Being a Muslim-American is tough these days, whether you’re trying to get through TSA at the airport or just trying to fit in at your job or in your neighborhood. For Mo Amer, it’s learning how to get along with the gun-carrying cowboys of Texas.

He tells about growing up in Houston and being put in ESL class where he learned Spanish—which came in handy. When kids picked on him for being a Muslim or an Arab, he pretended he was a Mexican instead. But it hasn’t helped his 20-year quest to receive his citizenship. He’s pretty sure his first name being “Mohammed” has something to do with the delays. But what can he do except laugh? Catch his comedy here.

American comedian Ahmed Ahmed feels like racism and religious conflicts “are not going away,” but that laughter is one common meeting point for us all. Once Ahmed took 10 American comedians on a comedy tour of the Middle East called “Just Like Us.” The resulting documentary earned him an invitation to the White House. Explore his comedy here.

Maysoon Zayid, perhaps the first Muslim woman standup comedian in America, co-founded the New York Arab-American Comedy Festival in 2003, with the goal of changing the negative image of Arab-Americans in media. She also speaks out for the handicapped. Maysoon has cerebral palsy. But she says that’s only one of her many problems: “I’m Palestinian, Muslim, female, disabled…and I live in New Jersey.” “The world is broken,” Maysoon admits, “but I believe we can fix it.” Check out her comedy here.

“People say stupid things to me all the time,” says American comedian Azhar Usman, a large Arab-looking man with a full beard. He tells about waiting at a stop light when a car full of young white men pulls up and they start taunting him. “What’s up, Osama!” the driver yells. Before he can respond, another guy calls out, “Yeah, what’s going on, Gandhi!”

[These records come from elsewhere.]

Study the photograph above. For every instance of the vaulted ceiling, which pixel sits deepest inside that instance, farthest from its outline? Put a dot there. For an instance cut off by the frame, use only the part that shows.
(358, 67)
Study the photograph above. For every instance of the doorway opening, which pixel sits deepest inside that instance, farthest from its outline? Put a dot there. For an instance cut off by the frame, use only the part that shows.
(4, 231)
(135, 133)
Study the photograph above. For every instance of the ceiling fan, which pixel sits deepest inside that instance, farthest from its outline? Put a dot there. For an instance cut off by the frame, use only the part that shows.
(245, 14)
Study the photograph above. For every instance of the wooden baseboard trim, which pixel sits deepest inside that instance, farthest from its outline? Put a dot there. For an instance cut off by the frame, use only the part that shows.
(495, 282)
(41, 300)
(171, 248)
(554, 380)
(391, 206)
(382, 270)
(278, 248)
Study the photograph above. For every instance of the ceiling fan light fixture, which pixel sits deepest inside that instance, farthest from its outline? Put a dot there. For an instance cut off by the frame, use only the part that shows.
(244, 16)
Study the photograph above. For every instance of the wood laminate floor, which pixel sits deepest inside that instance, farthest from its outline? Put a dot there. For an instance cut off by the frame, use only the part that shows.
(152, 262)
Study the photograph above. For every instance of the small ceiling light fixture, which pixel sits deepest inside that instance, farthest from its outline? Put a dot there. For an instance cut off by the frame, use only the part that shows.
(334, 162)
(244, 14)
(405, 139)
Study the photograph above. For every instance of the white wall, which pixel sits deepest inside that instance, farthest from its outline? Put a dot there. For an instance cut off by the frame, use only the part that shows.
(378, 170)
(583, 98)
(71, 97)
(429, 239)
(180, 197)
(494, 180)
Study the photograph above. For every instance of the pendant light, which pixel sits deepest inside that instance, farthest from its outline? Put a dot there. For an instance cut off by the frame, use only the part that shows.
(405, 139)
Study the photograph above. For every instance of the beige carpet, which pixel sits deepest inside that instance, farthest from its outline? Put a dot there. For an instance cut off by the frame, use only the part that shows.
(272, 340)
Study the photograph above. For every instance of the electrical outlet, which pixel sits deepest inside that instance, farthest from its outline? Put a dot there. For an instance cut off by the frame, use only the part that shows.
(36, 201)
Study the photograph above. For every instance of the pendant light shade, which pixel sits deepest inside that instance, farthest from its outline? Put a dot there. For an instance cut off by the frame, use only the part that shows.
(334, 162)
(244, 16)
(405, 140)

Azhar was confused—how could he be Osama and Gandhi at the same time? “What is this—terror through non-violence? I will kill you—by not eating?”

But in spite of the racism and xenophobia Azhar experiences, he chooses to see hope. “We are actually witnessing this country undergo a transformation in front of our eyes, it’s amazing,” he claims. If you want to know why, try his comedy here.

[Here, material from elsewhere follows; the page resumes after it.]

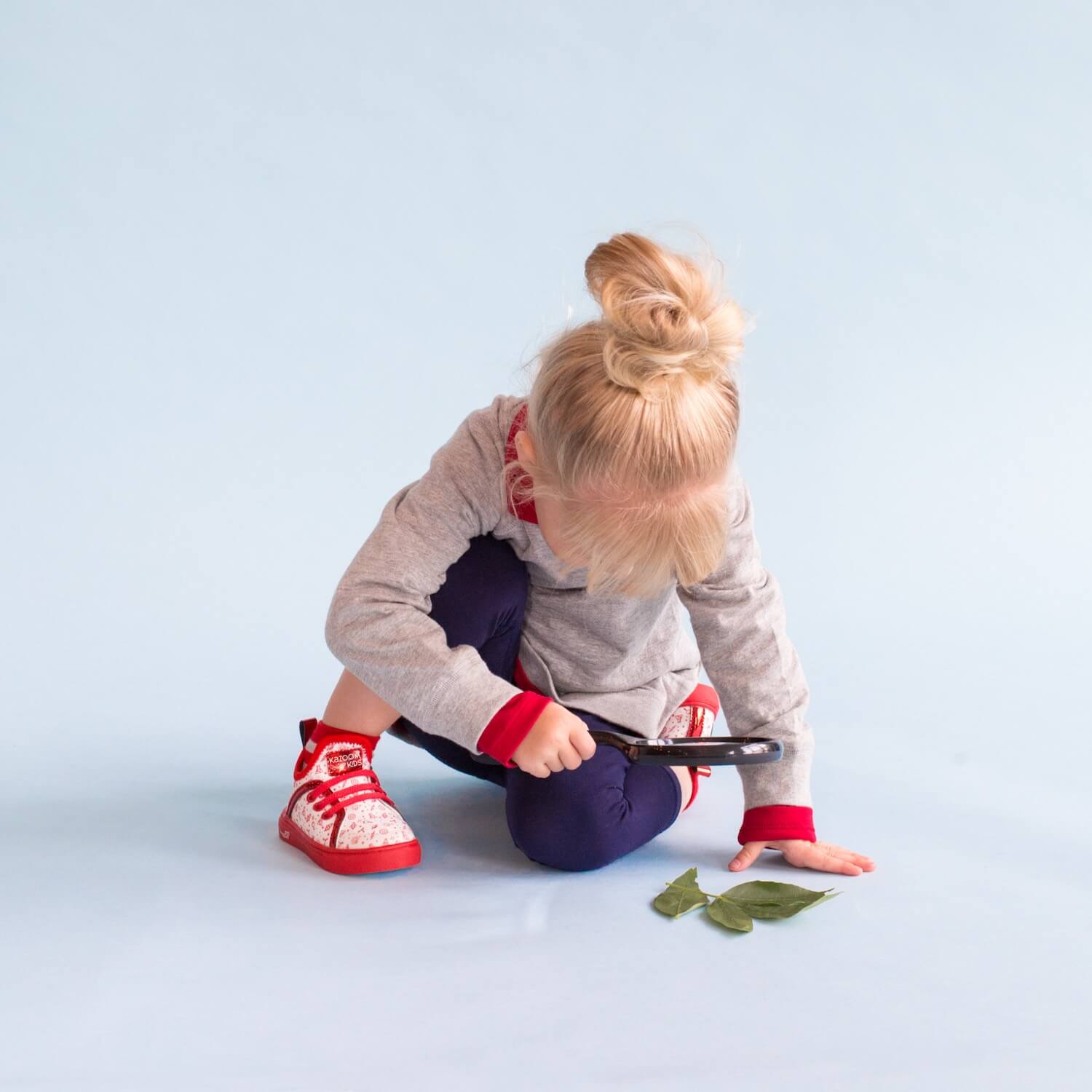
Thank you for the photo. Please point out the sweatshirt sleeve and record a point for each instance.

When these comedians share their true horror stories but choose to laugh, the audience is drawn into a new empathy for what Muslim-Americans have to go through. Their human qualities shine through, and the audience realizes that though we face different types of difficulties in life than Muslim-Americans do, as Ahmed Ahmed says, they’re “just like us.”

DISCLAIMER: This is not an endorsement of any comedian’s opinions or their use of coarse language. This is simply a recognition of their efforts to build bridges through laughter.